The Comic Book Legal Defense Fund agreed with Mike’s position and offered aid to those wishing to take advantage of the new opportunity. Bleeding Cool excerpted a “representative example of some of the reactions on [the] social media” thread.

 

Over at The Verge

But here’s why there’s probably a hell of a lot of greenhouse gas emissions tied to NFTs: they’re largely bought and sold in marketplaces like Nifty Gateway and SuperRare that use the cryptocurrency Ethereum. Ethereum, like most major cryptocurrencies, is built on a system called “proof of work” that is incredibly energy hungry.

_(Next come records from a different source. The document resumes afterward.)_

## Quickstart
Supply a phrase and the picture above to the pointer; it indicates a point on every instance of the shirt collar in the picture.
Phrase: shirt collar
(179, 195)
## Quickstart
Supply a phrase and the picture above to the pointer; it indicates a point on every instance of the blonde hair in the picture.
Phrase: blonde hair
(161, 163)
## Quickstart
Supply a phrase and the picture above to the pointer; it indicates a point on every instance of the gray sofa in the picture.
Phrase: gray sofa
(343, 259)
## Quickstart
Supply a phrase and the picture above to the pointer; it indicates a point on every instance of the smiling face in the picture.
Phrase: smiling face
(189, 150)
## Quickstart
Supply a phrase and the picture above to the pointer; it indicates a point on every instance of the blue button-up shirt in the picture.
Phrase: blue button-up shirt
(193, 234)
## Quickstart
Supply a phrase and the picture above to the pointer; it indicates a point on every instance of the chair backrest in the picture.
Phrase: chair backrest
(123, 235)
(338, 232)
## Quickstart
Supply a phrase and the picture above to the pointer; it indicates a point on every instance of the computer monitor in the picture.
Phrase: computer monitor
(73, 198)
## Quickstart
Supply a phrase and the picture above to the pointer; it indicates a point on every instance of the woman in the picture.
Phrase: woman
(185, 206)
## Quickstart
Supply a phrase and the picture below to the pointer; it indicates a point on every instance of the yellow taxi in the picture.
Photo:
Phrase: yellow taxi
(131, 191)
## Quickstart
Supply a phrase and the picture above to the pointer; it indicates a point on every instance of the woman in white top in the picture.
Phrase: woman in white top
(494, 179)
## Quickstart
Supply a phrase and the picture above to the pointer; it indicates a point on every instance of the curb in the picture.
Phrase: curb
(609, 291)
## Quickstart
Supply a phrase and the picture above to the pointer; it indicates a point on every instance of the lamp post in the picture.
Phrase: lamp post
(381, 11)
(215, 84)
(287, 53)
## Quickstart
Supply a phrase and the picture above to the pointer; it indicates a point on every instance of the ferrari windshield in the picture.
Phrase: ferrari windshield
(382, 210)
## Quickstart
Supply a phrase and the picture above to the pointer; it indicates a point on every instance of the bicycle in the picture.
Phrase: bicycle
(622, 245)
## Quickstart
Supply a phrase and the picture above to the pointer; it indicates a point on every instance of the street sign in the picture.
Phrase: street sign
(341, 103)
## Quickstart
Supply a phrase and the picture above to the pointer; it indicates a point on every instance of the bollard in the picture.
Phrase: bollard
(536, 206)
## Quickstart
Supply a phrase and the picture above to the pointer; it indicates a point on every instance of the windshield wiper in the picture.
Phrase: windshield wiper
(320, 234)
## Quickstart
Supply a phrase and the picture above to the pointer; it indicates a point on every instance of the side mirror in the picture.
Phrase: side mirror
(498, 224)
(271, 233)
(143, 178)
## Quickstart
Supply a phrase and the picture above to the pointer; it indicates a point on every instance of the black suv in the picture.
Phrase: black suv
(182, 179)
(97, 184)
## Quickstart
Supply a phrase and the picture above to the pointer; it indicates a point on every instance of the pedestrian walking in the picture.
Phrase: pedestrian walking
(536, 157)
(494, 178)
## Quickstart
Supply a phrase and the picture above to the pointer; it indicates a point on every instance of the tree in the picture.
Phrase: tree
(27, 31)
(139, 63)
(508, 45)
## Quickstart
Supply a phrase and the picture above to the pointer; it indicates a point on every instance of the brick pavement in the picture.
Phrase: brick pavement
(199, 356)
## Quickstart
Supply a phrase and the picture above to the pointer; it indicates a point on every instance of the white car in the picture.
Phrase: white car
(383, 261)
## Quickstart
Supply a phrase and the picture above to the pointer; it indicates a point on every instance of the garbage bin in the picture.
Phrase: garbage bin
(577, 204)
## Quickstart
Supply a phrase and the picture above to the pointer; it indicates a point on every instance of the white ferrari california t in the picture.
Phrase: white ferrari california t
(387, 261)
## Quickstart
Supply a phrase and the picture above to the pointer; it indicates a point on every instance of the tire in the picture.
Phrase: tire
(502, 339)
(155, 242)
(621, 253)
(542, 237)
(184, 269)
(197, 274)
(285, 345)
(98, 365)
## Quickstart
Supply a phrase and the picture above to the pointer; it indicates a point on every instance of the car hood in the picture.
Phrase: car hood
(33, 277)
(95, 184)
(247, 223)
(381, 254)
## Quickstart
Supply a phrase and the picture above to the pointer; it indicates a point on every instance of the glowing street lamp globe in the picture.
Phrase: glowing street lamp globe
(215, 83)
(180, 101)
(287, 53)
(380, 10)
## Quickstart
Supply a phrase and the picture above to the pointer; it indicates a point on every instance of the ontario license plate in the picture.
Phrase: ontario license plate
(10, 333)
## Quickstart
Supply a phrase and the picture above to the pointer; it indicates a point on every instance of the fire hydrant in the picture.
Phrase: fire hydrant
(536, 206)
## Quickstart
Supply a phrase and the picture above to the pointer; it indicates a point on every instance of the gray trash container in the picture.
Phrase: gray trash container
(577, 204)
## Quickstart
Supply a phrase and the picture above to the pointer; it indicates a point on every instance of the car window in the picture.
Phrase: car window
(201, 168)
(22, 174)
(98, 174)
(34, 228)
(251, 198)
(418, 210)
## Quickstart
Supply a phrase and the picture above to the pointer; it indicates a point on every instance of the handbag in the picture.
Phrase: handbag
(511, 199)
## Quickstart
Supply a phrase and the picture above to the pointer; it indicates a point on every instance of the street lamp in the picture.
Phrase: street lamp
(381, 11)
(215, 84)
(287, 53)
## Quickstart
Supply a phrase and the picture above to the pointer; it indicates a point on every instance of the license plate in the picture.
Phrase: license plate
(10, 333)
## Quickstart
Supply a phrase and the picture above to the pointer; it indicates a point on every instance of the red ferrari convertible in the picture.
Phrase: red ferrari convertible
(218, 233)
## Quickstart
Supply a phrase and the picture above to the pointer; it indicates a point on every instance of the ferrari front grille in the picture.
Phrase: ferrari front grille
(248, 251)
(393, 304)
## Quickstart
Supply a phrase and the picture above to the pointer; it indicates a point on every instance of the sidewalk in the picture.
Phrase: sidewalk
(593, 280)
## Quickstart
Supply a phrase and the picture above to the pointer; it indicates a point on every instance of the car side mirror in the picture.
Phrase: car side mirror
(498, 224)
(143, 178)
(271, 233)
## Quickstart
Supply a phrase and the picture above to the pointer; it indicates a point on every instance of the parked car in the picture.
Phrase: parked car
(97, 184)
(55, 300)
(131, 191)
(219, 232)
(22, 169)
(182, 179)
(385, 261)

Proof of work acts as a sort of security system for cryptocurrencies like Ethereum and bitcoin since there’s no third party, like a bank, that oversees transactions. To keep financial records secure, the system forces people to solve complex puzzles using energy-guzzling machines. Solving the puzzles lets users, or “miners,” add a new “block” of verified transactions to a decentralized ledger called the blockchain. The miner then gets new tokens or transaction fees as a reward. The process is incredibly energy inefficient on purpose. The idea is that using up inordinate amounts of electricity — and probably paying a lot for it — makes it less profitable for someone to muck up the ledger. As a result, Ethereum uses about as much electricity as the entire country of Libya.

ArtStation, an online marketplace for digital artists, canceled its plans to launch a platform for NFTs within hours after getting a lot of backlash from people who think dealing in crypto art is environmentally unethical. Artists called NFTs an “ecological nightmare pyramid scheme” and ArtStation’s plans to offset emissions a “scam” on Twitter.


© Cryptokitties.co

There’s nothing like an explosion of blockchain news to leave you thinking, “Um… what’s going on here?” That’s the feeling I’ve experienced while reading about Grimes getting millions of dollars for NFTs or about Nyan Cat being sold as one. And by the time we all thought we sort of knew what the deal was, the founder of Twitter put an autographed tweet up for sale as an NFT.

You might be wondering: what is an NFT, anyhow?

Well if, like me, you still need to buy a vowel, here’s an NFT FAQ from The Verge.

“Non-fungible” more or less means that it’s unique and can’t be replaced with something else. For example, a bitcoin is fungible — trade one for another bitcoin, and you’ll have exactly the same thing. A one-of-a-kind trading card, however, is non-fungible. If you traded it for a different card, you’d have something completely different. You gave up a Squirtle, and got a 1909 T206 Honus Wagner, which StadiumTalk calls “the Mona Lisa of baseball cards.” (I’ll take their word for it.)